Radev acted only a day after Bulgaria, the European Union’s poorest country, assumed the six-month, rotating presidency of the bloc for the first time since it joined the EU in 2007.

Bulgaria has made scant progress towards stamping out graft and organised crime, and the European Commission, the EU’s executive, has repeatedly rebuked the Black Sea country for failing to prosecute and sentence allegedly corrupt officials.

According to Transparency International, Bulgaria is the EU’s most corrupt country.

The legislation, approved by parliament on Dec. 20, entailed the creation of a special anti-graft unit meant to investigate persons occupying high public office as well as assets and conflicts of interest.

But analysts said the unit’s objectivity could be limited by the fact its management would be appointed by parliament under the legislation, and it therefore might not be truly independent and could by used by those in power to persecute opponents.

“I believe that the adopted law not only does not create an adequate legal basis for tackling corruption but will even make it difficult to fight it,” Radev, who was elected in November 2016, said in a statement.

“No doubt, the president has strong arguments (to veto the law),” political analyst Petar Cholakov said.

Some analysts, however, expect parliament to overturn Radev’s veto.

Kornelia Ninova, leader of the main opposition Socialist Party, endorsed Radev’s veto saying it gave “a golden chance” for the government and its majority in parliament to produce effective anti-corruption legislation.

“If we do not tackle corruption, we cannot solve any of the other problems — poverty, health, education, demography,” Ninova said.

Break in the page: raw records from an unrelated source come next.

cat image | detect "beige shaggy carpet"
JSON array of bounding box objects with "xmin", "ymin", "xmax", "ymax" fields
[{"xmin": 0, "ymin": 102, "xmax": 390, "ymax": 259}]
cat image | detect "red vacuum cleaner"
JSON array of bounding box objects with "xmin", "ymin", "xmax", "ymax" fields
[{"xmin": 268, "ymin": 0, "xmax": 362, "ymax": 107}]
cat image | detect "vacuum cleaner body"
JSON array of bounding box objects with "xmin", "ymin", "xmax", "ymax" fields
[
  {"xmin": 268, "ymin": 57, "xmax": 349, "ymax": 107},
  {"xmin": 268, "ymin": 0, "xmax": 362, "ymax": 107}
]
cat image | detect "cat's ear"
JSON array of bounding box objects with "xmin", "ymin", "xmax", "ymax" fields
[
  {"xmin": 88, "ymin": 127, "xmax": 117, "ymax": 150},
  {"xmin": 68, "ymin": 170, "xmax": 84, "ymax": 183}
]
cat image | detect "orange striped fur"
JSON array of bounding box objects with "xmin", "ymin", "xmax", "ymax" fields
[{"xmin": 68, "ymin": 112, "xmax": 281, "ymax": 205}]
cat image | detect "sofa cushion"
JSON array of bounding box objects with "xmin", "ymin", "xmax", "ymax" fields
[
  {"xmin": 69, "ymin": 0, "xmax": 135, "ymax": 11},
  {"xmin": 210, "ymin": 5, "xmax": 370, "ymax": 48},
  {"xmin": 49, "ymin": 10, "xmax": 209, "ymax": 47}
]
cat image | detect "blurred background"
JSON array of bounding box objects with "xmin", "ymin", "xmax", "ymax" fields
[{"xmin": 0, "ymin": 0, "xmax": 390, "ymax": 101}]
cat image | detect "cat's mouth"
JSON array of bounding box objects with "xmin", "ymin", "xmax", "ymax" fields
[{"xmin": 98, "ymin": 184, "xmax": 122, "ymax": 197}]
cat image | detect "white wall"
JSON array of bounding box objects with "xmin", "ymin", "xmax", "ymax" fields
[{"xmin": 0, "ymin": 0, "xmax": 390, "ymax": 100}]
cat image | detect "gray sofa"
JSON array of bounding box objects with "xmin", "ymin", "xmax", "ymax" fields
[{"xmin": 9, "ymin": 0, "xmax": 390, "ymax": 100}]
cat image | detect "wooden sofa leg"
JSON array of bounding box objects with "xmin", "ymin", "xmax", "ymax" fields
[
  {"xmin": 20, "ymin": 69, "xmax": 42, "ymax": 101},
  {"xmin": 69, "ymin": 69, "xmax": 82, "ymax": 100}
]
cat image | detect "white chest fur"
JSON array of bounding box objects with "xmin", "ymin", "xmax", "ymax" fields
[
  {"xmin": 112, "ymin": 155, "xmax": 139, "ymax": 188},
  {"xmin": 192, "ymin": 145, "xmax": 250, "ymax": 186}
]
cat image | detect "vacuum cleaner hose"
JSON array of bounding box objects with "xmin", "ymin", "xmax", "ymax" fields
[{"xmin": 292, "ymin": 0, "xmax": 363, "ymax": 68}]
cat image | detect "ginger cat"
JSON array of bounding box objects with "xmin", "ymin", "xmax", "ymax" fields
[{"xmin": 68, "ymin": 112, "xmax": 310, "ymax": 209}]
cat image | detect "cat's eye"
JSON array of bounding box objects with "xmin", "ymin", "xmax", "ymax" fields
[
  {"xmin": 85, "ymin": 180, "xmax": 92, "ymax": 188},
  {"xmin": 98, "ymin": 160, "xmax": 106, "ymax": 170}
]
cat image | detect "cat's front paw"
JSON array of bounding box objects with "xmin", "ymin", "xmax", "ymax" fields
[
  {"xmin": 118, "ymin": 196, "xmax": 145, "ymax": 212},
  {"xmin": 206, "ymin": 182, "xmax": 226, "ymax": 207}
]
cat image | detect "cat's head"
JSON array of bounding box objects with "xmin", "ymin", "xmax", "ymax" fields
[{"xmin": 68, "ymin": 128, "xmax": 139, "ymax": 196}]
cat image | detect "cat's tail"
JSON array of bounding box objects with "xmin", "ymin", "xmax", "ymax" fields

Officials from the ruling center-right coalition had no immediate comment on Radev’s move.

The new law also focuses on improving control and accountability of law-enforcement agencies, and the government in Sofia is hoping Bulgaria will be able to change opinions and remove its tarnished image during its EU presidency.

Corruption has deterred foreign investment since communism collapsed in Bulgaria in 1989, and the EU has kept Sofia as well as neighboring Romania — for the same rule-of-law failings — outside its Schengen zone of passport-free travel.